Der Krieg am Ende der Welt
Pondé sagte, niemand bestreite, daß besagter Gall tot neben den Gewehren in Ipupiará aufgefunden worden sei, bestritten werde nur, daß er ein englischer Spion sei, denn die Tatsache, daß er ein Ausländer sei, bedeute an und für sich gar nichts. Könnte er nicht ebensogut ein dänischer, schwedischer, französischer, deutscher oder kotschinchinesischer Spion gewesen sein?

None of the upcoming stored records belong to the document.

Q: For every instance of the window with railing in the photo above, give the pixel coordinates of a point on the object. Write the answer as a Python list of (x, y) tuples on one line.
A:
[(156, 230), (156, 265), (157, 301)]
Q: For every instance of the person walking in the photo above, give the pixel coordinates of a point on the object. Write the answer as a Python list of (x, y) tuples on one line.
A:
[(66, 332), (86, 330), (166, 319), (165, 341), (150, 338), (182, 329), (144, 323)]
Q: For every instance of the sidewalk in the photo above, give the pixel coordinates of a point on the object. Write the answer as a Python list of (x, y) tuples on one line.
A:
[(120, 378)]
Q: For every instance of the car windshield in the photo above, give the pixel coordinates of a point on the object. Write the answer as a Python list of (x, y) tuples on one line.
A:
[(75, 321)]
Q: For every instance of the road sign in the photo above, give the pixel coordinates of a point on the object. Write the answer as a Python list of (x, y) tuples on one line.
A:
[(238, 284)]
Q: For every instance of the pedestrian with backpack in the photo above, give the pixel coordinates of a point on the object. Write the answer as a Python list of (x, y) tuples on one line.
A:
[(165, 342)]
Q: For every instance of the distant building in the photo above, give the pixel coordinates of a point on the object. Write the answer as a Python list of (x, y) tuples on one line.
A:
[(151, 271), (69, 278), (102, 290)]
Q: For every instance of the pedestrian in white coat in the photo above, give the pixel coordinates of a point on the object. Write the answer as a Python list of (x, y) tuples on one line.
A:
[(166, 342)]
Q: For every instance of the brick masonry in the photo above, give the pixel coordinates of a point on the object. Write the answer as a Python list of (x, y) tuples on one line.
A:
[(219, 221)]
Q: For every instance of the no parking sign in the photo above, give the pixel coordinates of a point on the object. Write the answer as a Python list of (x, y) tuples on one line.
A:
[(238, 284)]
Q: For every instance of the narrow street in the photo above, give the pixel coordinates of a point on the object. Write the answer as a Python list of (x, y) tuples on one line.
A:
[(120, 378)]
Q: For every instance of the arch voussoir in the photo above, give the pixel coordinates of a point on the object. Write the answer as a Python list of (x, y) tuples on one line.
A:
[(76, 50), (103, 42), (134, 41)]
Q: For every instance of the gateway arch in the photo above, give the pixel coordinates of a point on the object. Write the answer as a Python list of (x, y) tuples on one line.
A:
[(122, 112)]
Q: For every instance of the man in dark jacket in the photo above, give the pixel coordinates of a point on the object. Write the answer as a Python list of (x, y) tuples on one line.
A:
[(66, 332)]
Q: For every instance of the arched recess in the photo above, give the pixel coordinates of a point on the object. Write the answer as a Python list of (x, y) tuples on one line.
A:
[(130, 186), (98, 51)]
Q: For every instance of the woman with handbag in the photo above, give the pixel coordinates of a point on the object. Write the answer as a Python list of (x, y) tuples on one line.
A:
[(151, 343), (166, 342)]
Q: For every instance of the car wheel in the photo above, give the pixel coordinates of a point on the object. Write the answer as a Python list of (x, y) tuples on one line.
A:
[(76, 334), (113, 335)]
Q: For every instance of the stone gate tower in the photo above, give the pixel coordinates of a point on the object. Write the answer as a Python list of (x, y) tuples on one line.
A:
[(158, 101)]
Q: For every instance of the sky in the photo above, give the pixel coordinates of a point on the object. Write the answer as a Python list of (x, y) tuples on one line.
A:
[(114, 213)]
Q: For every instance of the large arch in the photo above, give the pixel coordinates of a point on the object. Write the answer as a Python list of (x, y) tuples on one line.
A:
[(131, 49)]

S. Exz. der Herr Abgeordnete Dom Epaminondas Gonçalves sagte, die Äußerungen Sr. Exz. des Herrn Abgeordneten jener Mehrheit, die so bemüht sei, die öffentliche Aufmerksamkeit auf zweitrangige Fragen abzulenken und Entschuldigungen und mildernde Umstände für die Schuldigen zu suchen, statt vor Zorn zu beben angesichts der offenkundigen Tatsache, daß eine ausländische Macht sich in die inneren Angelegenheiten Brasiliens einmische, um die Republik zu unterminieren und die alte aristokratische und feudale Ordnung wiederherzustellen, sei der beste Beweis dafür, daß die Regierung des Landes Bahia keinen Finger rühren werde, um die Rebellion in Canudos zu beenden, über die sie im Gegenteil hocherfreut sei. Daß jedoch die machiavellistischen Machenschaften des Barons de Canabrava und der Autonomisten keine Chance hätten, dafür werde das brasilianische Heer sorgen, das den Aufstand von Canudos ebenso niederwerfen werde, wie es monarchistische Rebellionen gegen die Republik im Süden des Landes niedergeworfen habe. Wenn die Souveränität des Vaterlandes auf dem Spiel stehe, sagte er, erübrigten sich Worte; die Progressive Republikanische Partei werde morgen eine Geldsammlung veranstalten, um Waffen zu kaufen und diese dem Bundesheer zu übergeben. Und I. Exzn. die Herren Abgeordneten der Progressiven Republikanischen Partei fordere er auf, den Sitzungssaal denen zu überlassen, die nach der alten Ordnung schmachteten: sie selber sollten aufbrechen zu einer Wallfahrt nach Campo Grande, um dort vor der Gedenktafel für Marschall Floriano Peixoto den Eid auf die Republik zu erneuern. Was sie auch zur großen Verblüffung I. Exzn. der Herren Abgeordneten der Mehrheit auf der Stelle taten.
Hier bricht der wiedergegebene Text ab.